Other trends that Appliance Today editor Ritchey has observed include people buying 18-inch and countertop dishwashers if they live in small spaces or want a second dishwasher for the times they don’t have a full load. People are also matching the dishwasher’s exterior to their cabinetry with wooden panels.

“The seamless look is popular, but some people like to see their appliances,” she says. “In Europe right now the dishwashers in light, bright colors and patterns are popular because they’re eye-catching.”

The increasing number of homeowners who want cooking spaces worthy of a chef means more units come with stainless steel exteriors, says Schwebach. “The stainless steel exteriors are more popular than colors with people who want a professional look, but they tend to run $150-$200 more.”

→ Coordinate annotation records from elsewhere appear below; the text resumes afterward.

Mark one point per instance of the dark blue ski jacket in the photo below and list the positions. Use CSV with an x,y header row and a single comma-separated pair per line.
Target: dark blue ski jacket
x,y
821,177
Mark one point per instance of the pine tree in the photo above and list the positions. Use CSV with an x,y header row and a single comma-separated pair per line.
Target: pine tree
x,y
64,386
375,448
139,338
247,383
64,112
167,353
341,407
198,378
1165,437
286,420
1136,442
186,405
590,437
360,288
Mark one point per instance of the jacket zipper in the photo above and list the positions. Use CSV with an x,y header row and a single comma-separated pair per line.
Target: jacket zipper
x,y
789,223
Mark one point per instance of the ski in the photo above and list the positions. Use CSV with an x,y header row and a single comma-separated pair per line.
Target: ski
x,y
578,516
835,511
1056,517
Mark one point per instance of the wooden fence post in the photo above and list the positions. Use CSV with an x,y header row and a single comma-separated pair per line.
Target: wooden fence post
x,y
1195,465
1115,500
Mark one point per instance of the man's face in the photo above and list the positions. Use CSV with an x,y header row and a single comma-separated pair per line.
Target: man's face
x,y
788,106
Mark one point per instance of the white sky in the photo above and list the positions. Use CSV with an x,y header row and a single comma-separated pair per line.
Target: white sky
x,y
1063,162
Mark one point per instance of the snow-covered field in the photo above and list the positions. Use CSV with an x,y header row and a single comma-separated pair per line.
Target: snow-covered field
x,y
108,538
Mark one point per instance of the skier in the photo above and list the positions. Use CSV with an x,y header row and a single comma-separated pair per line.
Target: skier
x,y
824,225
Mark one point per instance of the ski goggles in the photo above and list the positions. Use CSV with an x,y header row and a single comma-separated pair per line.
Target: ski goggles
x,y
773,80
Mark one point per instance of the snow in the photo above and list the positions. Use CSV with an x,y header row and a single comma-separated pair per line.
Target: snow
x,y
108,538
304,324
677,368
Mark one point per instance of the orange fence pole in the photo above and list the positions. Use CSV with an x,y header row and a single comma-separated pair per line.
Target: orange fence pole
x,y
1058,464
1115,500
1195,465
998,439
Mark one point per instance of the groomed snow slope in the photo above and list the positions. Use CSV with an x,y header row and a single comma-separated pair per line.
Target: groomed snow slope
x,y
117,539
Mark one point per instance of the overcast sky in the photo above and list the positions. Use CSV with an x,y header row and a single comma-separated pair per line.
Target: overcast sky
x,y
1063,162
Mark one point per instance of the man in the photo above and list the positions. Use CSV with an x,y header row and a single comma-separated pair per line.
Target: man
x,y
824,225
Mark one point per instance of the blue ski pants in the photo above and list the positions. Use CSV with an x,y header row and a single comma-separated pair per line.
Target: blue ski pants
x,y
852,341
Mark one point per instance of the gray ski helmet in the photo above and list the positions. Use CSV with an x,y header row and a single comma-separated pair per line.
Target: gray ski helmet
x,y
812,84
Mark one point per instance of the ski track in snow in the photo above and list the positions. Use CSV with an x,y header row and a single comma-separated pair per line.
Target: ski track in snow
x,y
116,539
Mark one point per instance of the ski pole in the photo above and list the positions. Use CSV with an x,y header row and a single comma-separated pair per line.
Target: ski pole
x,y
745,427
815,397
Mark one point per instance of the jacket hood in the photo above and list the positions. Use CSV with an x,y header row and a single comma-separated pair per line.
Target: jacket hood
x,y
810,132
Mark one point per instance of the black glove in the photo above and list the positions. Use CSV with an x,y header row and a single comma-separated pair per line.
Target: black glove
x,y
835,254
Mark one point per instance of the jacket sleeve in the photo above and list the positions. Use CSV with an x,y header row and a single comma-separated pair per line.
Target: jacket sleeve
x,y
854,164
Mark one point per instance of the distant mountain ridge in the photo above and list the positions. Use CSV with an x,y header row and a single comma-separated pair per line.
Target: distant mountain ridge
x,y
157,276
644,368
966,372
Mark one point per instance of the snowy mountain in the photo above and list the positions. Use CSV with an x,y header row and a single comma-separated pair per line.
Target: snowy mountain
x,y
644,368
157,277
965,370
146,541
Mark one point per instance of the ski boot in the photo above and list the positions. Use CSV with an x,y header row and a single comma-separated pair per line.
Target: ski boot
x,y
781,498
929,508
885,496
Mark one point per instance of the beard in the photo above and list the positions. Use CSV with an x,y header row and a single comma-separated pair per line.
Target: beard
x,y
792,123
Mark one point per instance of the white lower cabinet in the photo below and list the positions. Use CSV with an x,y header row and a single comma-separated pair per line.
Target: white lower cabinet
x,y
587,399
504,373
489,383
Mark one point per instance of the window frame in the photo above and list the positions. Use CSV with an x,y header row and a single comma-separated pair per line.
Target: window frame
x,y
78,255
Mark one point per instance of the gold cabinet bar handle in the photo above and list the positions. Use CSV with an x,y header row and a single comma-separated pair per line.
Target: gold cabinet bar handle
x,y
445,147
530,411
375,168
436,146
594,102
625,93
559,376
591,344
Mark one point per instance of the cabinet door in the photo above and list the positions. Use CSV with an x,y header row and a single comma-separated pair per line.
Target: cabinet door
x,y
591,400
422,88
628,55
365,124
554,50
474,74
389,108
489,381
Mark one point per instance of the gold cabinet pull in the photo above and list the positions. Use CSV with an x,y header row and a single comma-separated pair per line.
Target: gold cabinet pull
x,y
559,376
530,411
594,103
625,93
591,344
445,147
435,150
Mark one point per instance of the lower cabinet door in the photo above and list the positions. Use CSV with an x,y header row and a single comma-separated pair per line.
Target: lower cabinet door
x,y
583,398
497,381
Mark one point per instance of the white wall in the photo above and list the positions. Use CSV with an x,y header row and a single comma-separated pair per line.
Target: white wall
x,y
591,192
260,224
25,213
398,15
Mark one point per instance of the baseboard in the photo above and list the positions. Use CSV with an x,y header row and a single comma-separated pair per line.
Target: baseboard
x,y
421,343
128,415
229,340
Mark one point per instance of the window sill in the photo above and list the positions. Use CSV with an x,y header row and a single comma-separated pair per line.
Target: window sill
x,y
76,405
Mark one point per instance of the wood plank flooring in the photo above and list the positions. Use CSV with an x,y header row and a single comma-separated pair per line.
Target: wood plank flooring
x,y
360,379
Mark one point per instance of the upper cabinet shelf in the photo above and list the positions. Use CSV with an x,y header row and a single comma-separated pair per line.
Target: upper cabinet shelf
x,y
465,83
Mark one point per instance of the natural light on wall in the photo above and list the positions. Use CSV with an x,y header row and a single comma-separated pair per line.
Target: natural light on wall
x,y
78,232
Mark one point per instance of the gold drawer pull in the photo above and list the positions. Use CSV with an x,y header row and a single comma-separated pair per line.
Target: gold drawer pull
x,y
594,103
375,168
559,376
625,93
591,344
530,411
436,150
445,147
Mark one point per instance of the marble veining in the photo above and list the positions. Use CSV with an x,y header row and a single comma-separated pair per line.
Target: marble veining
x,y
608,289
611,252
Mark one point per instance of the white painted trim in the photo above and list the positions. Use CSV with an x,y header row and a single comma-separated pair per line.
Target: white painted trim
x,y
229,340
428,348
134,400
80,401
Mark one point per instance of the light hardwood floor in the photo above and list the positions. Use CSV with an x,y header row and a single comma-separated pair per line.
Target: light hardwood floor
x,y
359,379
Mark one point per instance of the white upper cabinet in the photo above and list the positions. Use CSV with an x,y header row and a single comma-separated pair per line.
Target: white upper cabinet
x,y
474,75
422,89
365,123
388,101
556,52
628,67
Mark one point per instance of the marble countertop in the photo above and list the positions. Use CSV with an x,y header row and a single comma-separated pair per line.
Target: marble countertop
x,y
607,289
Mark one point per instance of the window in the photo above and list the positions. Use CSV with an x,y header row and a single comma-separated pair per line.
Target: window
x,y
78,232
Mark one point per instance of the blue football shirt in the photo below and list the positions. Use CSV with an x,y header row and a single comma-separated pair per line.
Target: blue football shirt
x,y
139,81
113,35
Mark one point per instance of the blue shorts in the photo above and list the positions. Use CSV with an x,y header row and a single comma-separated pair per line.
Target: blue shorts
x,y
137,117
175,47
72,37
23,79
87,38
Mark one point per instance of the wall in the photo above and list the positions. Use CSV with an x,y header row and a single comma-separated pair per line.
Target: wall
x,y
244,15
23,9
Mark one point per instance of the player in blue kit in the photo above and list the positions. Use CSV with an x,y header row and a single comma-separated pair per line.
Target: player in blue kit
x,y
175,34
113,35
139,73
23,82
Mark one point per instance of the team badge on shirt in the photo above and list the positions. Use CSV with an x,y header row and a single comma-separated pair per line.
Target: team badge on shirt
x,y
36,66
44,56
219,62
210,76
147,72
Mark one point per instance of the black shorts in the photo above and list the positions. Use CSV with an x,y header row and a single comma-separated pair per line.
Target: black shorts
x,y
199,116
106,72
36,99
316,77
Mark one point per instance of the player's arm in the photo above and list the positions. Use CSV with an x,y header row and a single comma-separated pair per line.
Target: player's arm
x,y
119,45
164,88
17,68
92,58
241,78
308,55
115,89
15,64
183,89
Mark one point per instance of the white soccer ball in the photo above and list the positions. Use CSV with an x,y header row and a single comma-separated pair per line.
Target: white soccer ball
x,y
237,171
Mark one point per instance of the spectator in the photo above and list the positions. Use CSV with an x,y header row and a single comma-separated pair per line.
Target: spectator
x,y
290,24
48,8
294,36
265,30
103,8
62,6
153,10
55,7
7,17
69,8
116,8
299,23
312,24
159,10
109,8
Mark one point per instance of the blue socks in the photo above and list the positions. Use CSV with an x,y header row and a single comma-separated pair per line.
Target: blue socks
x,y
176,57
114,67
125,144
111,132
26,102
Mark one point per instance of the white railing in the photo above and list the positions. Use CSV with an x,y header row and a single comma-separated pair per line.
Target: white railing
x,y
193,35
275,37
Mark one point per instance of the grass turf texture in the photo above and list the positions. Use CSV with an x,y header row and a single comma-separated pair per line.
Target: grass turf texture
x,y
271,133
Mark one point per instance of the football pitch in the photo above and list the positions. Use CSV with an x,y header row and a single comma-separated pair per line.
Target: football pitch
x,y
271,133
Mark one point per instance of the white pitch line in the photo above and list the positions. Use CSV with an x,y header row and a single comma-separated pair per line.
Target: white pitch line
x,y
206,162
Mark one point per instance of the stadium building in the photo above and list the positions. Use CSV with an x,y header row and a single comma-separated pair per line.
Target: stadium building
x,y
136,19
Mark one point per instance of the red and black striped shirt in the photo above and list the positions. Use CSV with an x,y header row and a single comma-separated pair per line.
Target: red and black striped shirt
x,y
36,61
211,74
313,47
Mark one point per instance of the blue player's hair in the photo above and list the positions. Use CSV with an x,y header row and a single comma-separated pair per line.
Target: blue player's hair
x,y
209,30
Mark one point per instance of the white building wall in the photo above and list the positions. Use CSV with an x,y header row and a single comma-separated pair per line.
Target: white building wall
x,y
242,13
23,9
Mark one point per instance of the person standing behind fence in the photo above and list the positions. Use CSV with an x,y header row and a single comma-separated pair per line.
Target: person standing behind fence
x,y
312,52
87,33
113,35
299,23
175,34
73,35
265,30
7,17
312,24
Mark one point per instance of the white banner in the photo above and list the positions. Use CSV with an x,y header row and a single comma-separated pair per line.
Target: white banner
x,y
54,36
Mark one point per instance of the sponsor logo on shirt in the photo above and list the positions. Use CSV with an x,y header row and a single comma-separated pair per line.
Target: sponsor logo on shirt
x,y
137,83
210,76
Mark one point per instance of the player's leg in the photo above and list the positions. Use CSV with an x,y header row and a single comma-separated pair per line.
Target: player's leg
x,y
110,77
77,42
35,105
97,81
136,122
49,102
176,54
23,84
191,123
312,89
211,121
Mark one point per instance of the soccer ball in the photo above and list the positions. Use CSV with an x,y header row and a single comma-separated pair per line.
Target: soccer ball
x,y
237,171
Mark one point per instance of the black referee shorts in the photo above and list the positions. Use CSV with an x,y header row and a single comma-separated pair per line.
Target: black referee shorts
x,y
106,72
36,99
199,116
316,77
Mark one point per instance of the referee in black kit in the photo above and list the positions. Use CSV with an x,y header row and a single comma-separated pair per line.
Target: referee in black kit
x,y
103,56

Whether you consider so much choice and innovation fun or mind-boggling, Ritchey is confident the average consumer can choose a suitable dishwasher. “You’ll need a pro to install it and make sure it fits properly, but if you take the time to make educated decisions, you’ll do just fine,” she says.

Here are some of the features that Ritchey and Schwebach recommend researching before you buy a particular dishwasher:

Larger Loads

The energy cost of a dishwasher will be posted right on the side and should be taken into consideration, Ritchey advises. “An energy efficient dishwasher saves both electricity and water, and that can add up to quite a bit over the life of the washer.”

If you live in a family group and eat at home a lot, you may be able to save by purchasing one of the models like Samsung’s Tall Tub that can accommodate a large load and is super-quiet, to boot.

“When you live in a small space, or alone, or don’t run the dishwasher at least once a day, you may do better with one of the smaller models that won’t waste water even if you’re only washing three or four plates,” says Ritchey. One example is the Danby 18-inch portable dishwasher.

Arms of Steel

Check the arms on the bottom of the dishwasher and try to opt for a model that has stainless steel, says Schwebach. “They tend to be sturdier, have bigger holes and generate better water pressure so you don’t use as much water to get the dishes clean,” he says.

Two Tiers or Three?

The Maytag Jetclean III was the world’s first dishwasher to include a third rack and other manufacturers have followed suit. The extra level is a good thing to have if you entertain or use a lot of utensils, says Ritchey. “If you stack cutlery on that third rack, it’s a little cleaner and easier to unload.”

For other people, adjustable racks like the ones featured on the Kenmore 24-inch Built-In UltraWash Dishwasher make more sense than an extra rack, since you can move them to accommodate larger pots and pans one day and reposition them to hold dozens of plates or bowls the next.

Don’t Dis the Drawer

Lots of consumers think that the increasingly popular Fisher & Paykel Dishdrawer looks cool and is environmentally friendly, but that it won’t hold much. “That’s a huge myth,” says Ritchey. “It holds just as much inside as the tall tub models and it has two other big advantages: no bending over to load and unload the bottom rack, and it’s very energy efficient.”

Sense My Soil

One feature that Schwebach would prefer not to do without is the Soil Sensor. “This feature checks the water after every phase of rinsing or washing, no matter what cycle you selected. If it senses that the dishes are clean after three parts of the wash cycle, it will move straight to the dry cycle, even if you selected the six-part cycle.”

Frigidaire and KitchenAid feature dishwasher models that activate Soil Sensor automatically while some Maytag models include an option to select Soil Sensor on a given load, says Schwebach.

Choose the Future

Just about any new feature in a dishwasher is going to cost more, sometimes a lot more. That’s when you need to get out a calculator and a calendar.

“The average dishwasher lasts from nine to 12 years, so you’ll have that long to recover your investment,” says Schwebach. “Most of the time it makes more sense to pay more for the more energy efficient model or any feature that you’ll really rely on.”